Pour restituer les dynamiques géomorphologiques, nous disposons de données nouvelles pour la région de Persépolis et de Pasargades grâce aux études menées par J.B. Rigot dans le cadre de notre mission. Les études des terrasses fluviales ont permis de montrer que les lits des rivières Kur et Pulvar étaient probablement déjà profondément enfoncés dans la plaine au Ier millénaire puisque la phase d’incision majeure a débuté aux alentours de 5000 BP, donc près de 2000 ans avant292. Il est toutefois difficile de déterminer avec précision le niveau exact des rivières, il était probablement proche de celui existant actuellement. Pour utiliser l’eau du Kur ou du Pulvar, il était donc nécessaire d’en élever le niveau au moyen de barrage, les seuls vestiges de barrages connus dans la plaine datent toutefois de la période islamique. Comme le démontre la prise d’eau de Sang-e Dokhtar293, datée de la période achéménide, une autre solution consiste à alimenter un réseau de canaux depuis l’amont, à partir des gorges du Tang-e Dorudzan où le lit de la rivière est moins incisé. La pratique d’une agriculture irriguée permet également d’aborder le problème des processus de salinisation secondaire des sols. Les terres arables de la plaine de Persépolis sont actuellement très largement touchées par ce phénomène lié en grande partie à une irrigation mal contrôlée. Il est possible que les populations du Ier millénaire aient rencontré des problèmes comparables, il faudrait toutefois pouvoir documenter leurs pratiques agricoles pour aborder cette question.

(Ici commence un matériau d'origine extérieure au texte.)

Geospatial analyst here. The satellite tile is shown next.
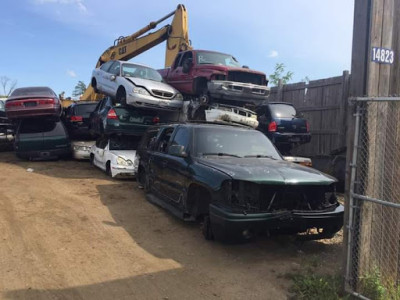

Concernant les terrasses fluviales, la terrasse T2 ne va se former qu’à partir de 1300 BP, soit au début de l’ère islamique, elle n’existait donc pas au Ier millénaire. Ces dépôts ont pu cependant recouvrir des installations plus anciennes construites dans le lit des rivières. Enfin, l’aspect des versants des reliefs devaient être à peu près identique à ceux que l’on connaît actuellement, la dynamique de formation des cônes sédimentaires de piedmont semblant s’être stabilisée aux alentours de 5000 BP.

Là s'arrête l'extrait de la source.